Cheguei a casa, a mudança já estava feita, só faltava por cada coisa em seu lugar. Em algumas horas já havia feito tudo. Eu não possuía muita coisa e a casa era pequena, por isso não levou muito tempo. Estava quase anoitecendo, sentei no pequeno sofá e fiquei ali parada pensando nos próximos passos.
Decidi sair para acabar com meus pensamentos perturbadores. Peguei o carro e sai dirigindo sem rumo, apenas observando os lugares a procura de algum que me interessasse. Parei em frente a um clube com um grande letreiro em vermelho escrito “Lumina Nocte”. Entrei sem receio. O lugar era ainda maior visto de dentro, escuro com apenas algumas luzes vermelhas no centro. Havia mesas nos cantos e sofás onde eu sentei para observar um pouco.
O lugar estava cheio, havia musica, mas ninguém estava dançando. Um homem alto e forte sentou-se ao meu lado. Mal podia ver seu rosto por causa da má iluminação daquele ponto.
–É nova na cidade, estou certo? – Disse ele com seu hálito fresco. Sua voz era grossa.
–Sou sim. – Respondi observando o lugar.
–Não vai perguntar como eu sei disso?
–É uma cidade pequena, não é difícil imaginar. – Respondi olhando para todos os lados menos para ele.

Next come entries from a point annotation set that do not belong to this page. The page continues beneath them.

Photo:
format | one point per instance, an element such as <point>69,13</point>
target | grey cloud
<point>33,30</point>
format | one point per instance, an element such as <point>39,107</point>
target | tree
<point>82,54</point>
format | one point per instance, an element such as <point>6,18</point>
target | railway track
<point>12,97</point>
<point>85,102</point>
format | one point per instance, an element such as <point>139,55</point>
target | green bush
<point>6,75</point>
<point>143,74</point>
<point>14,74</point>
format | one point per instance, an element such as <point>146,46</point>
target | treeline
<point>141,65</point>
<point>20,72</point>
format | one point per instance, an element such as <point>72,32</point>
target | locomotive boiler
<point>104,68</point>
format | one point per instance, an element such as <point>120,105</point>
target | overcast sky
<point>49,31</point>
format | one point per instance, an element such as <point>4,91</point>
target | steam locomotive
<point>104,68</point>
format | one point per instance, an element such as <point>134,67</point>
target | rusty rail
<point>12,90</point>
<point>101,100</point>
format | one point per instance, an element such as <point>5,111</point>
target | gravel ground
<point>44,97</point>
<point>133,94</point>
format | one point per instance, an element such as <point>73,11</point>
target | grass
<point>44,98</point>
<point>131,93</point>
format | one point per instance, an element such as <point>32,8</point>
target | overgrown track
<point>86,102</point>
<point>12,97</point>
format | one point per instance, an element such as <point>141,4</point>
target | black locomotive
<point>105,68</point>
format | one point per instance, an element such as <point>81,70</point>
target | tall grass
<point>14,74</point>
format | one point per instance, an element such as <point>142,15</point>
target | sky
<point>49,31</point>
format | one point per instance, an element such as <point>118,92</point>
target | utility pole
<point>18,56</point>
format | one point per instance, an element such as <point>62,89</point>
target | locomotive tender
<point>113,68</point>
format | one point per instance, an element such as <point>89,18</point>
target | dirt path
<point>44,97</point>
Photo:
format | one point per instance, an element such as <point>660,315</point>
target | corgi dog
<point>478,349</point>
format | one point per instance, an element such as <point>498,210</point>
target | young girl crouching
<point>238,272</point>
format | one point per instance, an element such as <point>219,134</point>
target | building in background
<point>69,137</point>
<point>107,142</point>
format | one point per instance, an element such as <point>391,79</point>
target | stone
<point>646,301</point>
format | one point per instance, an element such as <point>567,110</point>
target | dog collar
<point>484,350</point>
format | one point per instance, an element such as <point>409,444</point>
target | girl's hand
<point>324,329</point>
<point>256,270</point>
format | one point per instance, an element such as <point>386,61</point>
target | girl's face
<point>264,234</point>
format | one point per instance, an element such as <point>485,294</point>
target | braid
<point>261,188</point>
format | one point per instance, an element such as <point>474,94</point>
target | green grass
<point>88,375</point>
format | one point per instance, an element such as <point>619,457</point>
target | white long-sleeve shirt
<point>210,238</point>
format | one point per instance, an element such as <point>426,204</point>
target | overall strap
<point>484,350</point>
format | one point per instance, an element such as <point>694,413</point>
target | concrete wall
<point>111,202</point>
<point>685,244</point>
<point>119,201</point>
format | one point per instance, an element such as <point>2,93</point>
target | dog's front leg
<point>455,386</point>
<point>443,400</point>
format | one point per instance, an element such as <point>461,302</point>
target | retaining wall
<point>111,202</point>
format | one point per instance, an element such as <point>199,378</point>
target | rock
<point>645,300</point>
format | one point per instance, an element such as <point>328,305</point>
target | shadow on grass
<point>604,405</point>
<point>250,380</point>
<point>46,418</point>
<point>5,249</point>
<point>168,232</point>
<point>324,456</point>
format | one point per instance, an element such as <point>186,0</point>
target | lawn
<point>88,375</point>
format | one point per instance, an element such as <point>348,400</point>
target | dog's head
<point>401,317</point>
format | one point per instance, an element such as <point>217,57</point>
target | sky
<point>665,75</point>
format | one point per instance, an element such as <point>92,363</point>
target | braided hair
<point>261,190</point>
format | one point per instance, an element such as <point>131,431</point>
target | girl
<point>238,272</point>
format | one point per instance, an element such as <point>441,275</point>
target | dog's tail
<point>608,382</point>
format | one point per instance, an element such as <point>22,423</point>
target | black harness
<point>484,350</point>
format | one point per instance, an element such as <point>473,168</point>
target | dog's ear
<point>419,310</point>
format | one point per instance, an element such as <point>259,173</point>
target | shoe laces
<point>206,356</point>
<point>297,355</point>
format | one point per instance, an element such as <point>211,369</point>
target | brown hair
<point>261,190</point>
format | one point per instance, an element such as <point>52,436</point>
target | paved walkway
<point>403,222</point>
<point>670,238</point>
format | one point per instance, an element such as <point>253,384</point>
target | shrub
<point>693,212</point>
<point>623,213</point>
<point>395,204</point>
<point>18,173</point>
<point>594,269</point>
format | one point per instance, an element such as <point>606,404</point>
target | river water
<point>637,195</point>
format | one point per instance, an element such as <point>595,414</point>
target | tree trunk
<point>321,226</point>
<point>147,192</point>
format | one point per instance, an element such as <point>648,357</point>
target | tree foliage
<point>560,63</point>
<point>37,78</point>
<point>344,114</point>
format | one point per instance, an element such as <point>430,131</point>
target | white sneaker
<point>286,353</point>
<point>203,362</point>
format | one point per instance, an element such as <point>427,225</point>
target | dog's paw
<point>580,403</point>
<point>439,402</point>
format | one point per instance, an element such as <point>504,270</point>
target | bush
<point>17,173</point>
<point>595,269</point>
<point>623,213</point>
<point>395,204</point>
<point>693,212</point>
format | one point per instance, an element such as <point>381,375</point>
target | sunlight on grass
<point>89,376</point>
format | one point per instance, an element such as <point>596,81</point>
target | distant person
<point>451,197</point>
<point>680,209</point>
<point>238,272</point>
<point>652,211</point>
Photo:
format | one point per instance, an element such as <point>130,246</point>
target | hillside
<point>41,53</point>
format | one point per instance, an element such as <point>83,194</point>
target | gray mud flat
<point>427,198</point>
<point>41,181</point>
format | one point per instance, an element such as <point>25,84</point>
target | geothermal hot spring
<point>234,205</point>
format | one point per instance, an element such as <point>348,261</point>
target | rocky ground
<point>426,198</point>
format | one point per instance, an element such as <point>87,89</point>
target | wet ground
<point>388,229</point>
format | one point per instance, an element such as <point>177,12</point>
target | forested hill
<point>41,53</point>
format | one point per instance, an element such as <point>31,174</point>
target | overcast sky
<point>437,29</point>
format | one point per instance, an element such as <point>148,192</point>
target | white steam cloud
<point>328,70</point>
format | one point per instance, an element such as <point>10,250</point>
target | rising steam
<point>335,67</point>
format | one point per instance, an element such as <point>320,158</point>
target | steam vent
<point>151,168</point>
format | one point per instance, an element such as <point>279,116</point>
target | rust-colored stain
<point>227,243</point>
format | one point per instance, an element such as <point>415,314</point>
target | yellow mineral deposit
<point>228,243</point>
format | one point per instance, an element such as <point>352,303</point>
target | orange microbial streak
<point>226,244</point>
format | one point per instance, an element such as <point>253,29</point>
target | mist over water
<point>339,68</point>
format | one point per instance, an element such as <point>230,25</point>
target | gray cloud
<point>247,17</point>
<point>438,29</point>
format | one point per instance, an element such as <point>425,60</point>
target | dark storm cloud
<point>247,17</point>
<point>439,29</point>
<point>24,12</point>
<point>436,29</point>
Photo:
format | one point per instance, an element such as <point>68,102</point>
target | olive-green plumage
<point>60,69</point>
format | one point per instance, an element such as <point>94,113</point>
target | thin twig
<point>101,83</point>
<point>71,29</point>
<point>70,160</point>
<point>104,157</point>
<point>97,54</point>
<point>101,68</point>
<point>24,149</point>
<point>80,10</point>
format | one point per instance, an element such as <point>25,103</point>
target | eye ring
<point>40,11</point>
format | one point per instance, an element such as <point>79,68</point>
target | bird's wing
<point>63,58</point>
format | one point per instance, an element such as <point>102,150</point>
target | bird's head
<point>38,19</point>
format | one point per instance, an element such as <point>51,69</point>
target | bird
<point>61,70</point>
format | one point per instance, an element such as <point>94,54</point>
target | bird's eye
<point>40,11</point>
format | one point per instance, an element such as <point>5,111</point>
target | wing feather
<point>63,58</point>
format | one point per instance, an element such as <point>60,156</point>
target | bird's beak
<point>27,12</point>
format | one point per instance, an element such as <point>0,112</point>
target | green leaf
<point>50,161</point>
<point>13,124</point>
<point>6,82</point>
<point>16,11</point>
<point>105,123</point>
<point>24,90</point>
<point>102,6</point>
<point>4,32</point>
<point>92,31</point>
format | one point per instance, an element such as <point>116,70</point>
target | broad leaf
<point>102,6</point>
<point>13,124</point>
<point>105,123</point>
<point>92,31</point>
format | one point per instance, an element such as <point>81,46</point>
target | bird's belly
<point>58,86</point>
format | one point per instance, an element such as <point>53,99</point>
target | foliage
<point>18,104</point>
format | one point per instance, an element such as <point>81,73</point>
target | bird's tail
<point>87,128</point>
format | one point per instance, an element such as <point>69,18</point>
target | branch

–Tem razão. – Respondeu o homem se ajeitando no sofá. – E posso saber seu nome?
Pensei por um breve momento. Mas mal me importava as intenções dele, eu precisa mesmo conversar com alguém, não importava quem. Precisa de alguém para me distrair.
–Jennifer. – Respondi agora virando os olhos para ele.
–Prazer, sou Lucius. – Dei um sorriso para ele, mas sabia que ele mal podia ver, assim como eu. – A iluminação daqui é péssima não é? – Disse ele como se lesse meus pensamentos. Mas era mesmo, todos que lá estavam deviam ter essa mesma opinião.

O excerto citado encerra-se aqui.